For awhile it seemed that everyone was asking if I had a web site and a few dedicated believers were always prompting me to get one to promote and advertise the book. The problem I had was that most of the artists' web sites I had visited were static and I only visited them once. It made no sense to me to have to promote a web site that would then promote the book when I could just promote the book. I did not believe that in the great sea of web addresses that a web site would attract any more attention than I as a person would. At the same time, work on the book was winding down and I was thinking about what I should do next. Putting the book together was so time consuming that I had stopped drawing, for years actually, so I was considering whether to get back into the routine of drawing daily again. I was a little reluctant to begin facing the empty page once more, but I was doing a little doodling here and there. It occurred to me that if I posted my daily attempts on the web site then the site would not be static but ever changing, always new. That interested me, because as I said before what I loved about the sketchbooks were the changes that took place over time, how the mind would be interested in certain grays for awhile then yearn for deep blacks and then for free easy lines. Different each day and occasionally, quite by surprise, an undeniably good drawing would pop out. For the first time, thanks to the internet, the audience can check in on the artistic experience in the same real time. Typically, the artist works up ideas in a sketch book then transfers a few ideas to a major piece which often goes through many changes in process. Then the major works are edited down further and put in a show, completely scrubbed clean of the creative impulses that drove the artist to make it all in the first place. Now it is possible for the artist to open his studio to his audience during the creation with surprise or disappointment available to all at the time it happens. I find that fascinating.

Of course the joke is that I do not even have a studio and I do the drawings during lunch at work. But that is the way I did the book, so I carry on. The first six months were rough. It was a little unnerving having my daily progress monitored, especially since there were many daily strips, from Gary Larsen to Doonesbury, that were brilliant each day and here I was with some really pathetic sketches making that unfortunate comparison. I had to keep reminding myself that the purpose of the site was exploration, not entertainment. Each day did not have to be a joke.

In the beginning I cracked. If a drawing was bad I put in one left over from the book. When the site was archived I was shocked at how many empty days there were and I went back and plugged them with old drawings. I feel pretty bad about that; I wasn't being honest to the experience, so I forced myself to stop, and for the last six months I have been true to the site. If I don't have a drawing the site says "sorry no drawing today". I feel pretty comfortable now after this first year. I am in old familiar territory, accepting the disappointments, and occasionally a drawing will appear that "pleases me no end," as my Mother used to say. Actually, now that I have a body of work, it gives me a cozy feeling even though each day has it own trauma. So the plan is just to keep going. Monitor my slow march into the future.

What's next for you?

Right now, there are only minor changes in my routine. I will continue to the daily web site but I have no plans for another book thirty years in the making. I do not know what I want my drawings to do. As yet, I have not regained that real urge to draw that I used to have, but I am extremely happy at the occasional surprises that come out.

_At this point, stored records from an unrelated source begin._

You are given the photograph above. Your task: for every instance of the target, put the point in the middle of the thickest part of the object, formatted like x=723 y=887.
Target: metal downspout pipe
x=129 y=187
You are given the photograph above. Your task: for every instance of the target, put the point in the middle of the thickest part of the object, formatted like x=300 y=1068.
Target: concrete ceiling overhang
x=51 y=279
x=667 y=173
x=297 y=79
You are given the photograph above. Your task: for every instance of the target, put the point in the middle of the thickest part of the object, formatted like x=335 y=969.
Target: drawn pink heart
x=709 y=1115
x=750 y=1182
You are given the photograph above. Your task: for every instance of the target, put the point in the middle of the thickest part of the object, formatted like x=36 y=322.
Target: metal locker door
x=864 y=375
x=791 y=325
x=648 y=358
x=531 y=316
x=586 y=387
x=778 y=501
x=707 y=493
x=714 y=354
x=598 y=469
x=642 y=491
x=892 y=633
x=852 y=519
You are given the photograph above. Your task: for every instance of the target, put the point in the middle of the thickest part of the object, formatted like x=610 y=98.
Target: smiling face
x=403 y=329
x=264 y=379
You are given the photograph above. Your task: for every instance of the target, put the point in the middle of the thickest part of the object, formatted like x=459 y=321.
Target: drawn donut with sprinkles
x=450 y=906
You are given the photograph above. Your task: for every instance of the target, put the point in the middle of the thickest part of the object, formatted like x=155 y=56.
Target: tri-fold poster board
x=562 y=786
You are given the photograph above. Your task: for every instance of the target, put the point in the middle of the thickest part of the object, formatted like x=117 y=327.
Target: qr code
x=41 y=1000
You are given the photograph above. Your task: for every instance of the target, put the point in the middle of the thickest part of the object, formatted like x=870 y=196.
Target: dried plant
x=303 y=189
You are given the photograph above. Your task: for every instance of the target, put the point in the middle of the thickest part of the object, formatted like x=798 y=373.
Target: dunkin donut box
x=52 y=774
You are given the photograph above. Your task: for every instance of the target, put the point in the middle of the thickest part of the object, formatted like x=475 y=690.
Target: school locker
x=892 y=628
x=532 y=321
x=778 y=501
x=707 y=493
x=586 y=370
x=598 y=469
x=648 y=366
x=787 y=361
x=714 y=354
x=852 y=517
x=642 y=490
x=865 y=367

The book and the web site did get me a job as the artist for the lead character in Julie Taymor's new movie. It is a musical based on Beatle's songs. Julie Taymor directed the Broadway production of Lion King, and she also designed all the puppets and costumes. I am very excited and nervous because it is the first time in my professional career that my own drawings will be a major part of a movie. The first time I will be so visible to people I admire.